Hey all! Today is my turn as part of the blog tour for Fathomfolk by Eliza Chan, a story I’d been very excited for due to the inspirations behind it; East Asian mythology and sea-related folk tales!

I really enjoyed this story, it’s filled with wonderful worldbuilding whilst addressing key current issues in the world today. Will definitely be reading more from Eliza!

Read on for my full review!

About the Book

Title: Fathomfolk
Series: Drowned World #1
Author: Eliza Chan
Publisher: Orbit Books
Release Date: February 27th/29th 2024 (US/UK)
Pages: 448
Source: ARC provided by the publisher (this in no way affects my review which is honest and unbiased) Finished copy purchased by myself!
Rating: ★★★★★★★★★★

Synopsis

From one of fantasy’s most exciting new voices Eliza Chan comes a modern, myth-inflected story of revolution and magic set against the glittering, semi-submerged city of Tiankawi, perfect for fans of Jade City and The Bone Shard Daughter. Welcome to Tiankawi – shining pearl of human civilization and a safe haven for those fleeing civil unrest. Or at least, that’s how it first appears.

But in the semi-flooded city, humans are, quite literally, on peering down from skyscrapers and aerial walkways on the fathomfolk — sirens, seawitches, kelpies and kappas—who live in the polluted waters below.

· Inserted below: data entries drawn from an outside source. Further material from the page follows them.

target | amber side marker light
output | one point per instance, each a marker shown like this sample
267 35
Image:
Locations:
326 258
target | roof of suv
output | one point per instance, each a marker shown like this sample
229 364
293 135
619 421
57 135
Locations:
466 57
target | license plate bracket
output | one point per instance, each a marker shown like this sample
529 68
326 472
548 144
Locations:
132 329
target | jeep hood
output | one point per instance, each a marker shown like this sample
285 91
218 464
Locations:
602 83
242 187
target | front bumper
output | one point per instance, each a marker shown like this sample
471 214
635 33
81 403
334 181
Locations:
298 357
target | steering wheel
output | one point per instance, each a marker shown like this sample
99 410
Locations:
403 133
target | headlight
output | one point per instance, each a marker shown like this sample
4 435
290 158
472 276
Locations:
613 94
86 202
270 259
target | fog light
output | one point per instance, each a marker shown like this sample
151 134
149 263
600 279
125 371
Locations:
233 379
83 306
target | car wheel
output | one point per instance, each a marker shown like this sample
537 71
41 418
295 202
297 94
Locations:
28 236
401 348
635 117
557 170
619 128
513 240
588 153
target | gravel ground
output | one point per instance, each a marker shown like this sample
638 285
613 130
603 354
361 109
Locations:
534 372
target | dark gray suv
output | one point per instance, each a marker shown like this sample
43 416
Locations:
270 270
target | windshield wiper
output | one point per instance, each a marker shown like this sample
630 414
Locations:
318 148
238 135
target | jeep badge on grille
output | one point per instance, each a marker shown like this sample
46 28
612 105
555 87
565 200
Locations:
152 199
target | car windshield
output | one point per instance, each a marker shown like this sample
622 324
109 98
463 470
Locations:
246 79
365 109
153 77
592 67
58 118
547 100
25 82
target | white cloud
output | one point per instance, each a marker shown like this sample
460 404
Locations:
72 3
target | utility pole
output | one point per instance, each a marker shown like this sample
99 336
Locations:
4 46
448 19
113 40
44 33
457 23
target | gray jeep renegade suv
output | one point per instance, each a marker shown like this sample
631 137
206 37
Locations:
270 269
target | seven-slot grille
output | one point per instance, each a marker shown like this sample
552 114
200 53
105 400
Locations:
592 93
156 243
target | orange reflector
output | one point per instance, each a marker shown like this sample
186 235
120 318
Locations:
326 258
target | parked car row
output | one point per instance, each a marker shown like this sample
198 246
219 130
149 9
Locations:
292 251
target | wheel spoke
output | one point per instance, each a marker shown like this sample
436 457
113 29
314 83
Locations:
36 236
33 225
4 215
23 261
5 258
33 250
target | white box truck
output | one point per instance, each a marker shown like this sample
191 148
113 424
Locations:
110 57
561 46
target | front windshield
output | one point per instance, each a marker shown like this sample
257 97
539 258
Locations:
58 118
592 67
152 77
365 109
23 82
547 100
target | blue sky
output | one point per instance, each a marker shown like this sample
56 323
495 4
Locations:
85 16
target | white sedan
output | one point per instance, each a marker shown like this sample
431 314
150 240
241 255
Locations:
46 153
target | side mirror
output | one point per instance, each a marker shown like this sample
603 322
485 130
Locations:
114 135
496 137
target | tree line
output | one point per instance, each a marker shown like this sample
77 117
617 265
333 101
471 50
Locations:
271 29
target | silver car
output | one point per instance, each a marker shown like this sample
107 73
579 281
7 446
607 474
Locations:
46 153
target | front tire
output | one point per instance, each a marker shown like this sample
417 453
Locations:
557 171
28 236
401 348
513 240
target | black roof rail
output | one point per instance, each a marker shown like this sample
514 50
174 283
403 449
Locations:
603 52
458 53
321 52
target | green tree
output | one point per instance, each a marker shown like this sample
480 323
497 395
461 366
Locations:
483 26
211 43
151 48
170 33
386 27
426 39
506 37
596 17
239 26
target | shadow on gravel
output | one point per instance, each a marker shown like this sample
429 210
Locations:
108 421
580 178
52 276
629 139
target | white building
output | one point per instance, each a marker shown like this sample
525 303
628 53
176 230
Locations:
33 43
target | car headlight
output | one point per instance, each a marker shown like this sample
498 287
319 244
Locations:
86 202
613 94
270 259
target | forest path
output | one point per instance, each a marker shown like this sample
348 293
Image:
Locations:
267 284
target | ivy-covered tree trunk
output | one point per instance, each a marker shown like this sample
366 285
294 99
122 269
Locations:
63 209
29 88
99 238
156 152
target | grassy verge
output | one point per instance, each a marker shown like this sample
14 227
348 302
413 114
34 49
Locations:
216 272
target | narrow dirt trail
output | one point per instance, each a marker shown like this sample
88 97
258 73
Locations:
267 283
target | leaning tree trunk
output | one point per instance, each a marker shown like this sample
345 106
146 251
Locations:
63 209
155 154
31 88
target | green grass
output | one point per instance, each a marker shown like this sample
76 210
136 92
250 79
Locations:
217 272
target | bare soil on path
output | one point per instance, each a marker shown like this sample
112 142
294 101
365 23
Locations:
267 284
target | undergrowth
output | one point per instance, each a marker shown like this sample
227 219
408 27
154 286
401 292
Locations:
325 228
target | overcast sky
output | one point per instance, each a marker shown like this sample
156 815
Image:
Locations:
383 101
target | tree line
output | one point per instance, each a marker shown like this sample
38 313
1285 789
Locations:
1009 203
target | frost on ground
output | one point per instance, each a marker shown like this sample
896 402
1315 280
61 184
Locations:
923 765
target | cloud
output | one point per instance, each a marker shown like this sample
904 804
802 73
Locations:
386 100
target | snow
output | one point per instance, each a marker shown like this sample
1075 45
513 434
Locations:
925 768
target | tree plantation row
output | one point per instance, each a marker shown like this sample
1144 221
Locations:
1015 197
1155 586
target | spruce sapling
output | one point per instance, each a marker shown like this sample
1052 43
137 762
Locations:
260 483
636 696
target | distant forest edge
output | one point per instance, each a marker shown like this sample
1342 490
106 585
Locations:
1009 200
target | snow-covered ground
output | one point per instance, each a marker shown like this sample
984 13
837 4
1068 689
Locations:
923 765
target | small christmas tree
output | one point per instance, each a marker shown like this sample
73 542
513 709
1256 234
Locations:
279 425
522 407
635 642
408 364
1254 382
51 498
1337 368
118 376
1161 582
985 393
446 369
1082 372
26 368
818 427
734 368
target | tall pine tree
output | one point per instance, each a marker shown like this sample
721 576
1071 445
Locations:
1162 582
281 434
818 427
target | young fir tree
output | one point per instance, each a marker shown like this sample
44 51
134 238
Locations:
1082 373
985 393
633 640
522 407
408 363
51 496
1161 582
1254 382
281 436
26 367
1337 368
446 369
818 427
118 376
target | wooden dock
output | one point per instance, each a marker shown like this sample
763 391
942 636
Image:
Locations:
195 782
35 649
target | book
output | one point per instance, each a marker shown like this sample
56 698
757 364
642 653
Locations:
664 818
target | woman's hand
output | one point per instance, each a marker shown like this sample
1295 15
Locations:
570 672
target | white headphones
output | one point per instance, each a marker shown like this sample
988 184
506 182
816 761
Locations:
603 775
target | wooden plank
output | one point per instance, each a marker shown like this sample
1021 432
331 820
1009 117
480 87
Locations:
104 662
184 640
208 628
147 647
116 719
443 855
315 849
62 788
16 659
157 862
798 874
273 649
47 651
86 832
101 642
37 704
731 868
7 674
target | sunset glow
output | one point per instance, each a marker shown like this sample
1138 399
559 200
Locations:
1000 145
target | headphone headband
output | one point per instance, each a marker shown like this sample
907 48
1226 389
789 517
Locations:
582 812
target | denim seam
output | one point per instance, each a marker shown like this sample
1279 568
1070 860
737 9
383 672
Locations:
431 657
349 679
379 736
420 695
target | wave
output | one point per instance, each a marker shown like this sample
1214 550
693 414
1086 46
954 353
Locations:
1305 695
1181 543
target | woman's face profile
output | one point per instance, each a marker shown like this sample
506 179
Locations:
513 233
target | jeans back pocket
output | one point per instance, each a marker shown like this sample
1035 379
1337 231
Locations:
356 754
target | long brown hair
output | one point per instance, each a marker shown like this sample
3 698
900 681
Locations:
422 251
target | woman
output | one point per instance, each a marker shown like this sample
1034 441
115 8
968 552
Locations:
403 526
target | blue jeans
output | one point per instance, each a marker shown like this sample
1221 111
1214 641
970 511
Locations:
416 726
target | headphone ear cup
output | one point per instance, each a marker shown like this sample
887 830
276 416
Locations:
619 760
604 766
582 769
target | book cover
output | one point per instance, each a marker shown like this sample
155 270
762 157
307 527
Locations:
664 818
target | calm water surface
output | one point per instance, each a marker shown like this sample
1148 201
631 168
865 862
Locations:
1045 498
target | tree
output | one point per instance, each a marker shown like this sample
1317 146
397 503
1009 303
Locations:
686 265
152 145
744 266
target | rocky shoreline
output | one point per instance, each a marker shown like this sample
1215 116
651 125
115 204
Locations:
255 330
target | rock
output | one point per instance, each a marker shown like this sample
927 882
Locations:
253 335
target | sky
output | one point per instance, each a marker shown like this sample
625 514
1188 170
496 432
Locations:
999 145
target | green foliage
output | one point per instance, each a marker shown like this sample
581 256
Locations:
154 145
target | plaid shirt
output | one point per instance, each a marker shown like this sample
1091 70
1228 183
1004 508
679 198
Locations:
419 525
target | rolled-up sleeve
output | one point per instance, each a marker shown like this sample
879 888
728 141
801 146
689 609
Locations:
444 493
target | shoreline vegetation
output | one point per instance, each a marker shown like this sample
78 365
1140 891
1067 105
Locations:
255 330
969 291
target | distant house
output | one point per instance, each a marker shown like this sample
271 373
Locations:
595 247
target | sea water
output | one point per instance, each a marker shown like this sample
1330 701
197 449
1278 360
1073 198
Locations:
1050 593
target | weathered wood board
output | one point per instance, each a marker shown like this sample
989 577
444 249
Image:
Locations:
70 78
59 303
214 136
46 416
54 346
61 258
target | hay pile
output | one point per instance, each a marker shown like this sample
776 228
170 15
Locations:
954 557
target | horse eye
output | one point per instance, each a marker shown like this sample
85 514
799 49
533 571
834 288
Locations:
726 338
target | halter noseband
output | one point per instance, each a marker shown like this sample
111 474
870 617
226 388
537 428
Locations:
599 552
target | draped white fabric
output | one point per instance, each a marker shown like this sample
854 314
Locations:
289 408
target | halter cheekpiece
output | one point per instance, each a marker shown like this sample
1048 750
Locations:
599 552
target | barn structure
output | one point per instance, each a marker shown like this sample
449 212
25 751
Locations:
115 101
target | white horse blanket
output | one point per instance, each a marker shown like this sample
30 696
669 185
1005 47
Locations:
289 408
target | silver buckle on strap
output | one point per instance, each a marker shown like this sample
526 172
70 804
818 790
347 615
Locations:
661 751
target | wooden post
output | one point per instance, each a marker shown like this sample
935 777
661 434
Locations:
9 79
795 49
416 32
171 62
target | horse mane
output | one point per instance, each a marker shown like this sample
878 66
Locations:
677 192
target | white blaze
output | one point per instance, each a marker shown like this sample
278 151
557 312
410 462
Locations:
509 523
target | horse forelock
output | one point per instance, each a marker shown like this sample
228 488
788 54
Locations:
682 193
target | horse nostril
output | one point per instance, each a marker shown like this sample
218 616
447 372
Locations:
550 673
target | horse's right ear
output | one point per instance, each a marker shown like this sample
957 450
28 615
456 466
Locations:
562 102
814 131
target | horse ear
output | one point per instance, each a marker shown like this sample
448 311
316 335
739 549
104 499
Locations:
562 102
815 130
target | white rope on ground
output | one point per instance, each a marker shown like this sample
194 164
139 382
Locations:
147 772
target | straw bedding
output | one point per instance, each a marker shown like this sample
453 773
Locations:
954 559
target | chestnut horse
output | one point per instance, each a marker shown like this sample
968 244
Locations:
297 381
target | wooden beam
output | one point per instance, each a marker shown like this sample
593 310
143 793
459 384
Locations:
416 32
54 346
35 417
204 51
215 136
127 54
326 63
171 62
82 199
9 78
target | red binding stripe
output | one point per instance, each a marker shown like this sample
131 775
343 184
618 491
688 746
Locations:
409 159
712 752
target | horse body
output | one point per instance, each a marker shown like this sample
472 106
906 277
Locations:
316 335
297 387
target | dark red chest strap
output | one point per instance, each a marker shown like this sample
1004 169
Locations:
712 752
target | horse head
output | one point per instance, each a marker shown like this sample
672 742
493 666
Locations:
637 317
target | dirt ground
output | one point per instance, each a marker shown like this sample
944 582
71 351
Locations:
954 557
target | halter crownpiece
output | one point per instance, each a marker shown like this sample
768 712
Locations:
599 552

For half-siren Mira, promotion to captain of the border guard means an opportunity to reform. At last, she has the ear of the city council and a chance to lift the repressive laws that restrict fathomfolk at every turn. But if earning the trust and respect of her human colleagues wasn’t hard enough, everything Mira has worked towards is put in jeopardy when a water dragon is exiled to the city.

New arrival Nami is an aristocratic water dragon with an opinion on everything. Frustrated by the lack of progress from Mira’s softly-softly approach in gaining equality, Nami throws her lot in with an anti-human extremist group, leaving Mira to find the headstrong youth before she makes everything worse.

And pulling strings behind everything is Cordelia, a second-generation sea-witch determined to do what she must to survive and see her family flourish, even if it means climbing over the bodies of her competitors. Her political game-playing and underground connections could disrupt everything Nami and Mira are fighting for.

When the extremists sabotage the annual boat race, violence erupts, as does the clampdown on fathomfolk rights. Even Nami realises her new friends are not what they seem. Both she and Mira must decide if the cost of change is worth it, or if Tiankawi should be left to drown.

Review

Fathomfolk is a story that is incredibly filled with worldbuilding, with three main points of view throughout who seek to improve their lives.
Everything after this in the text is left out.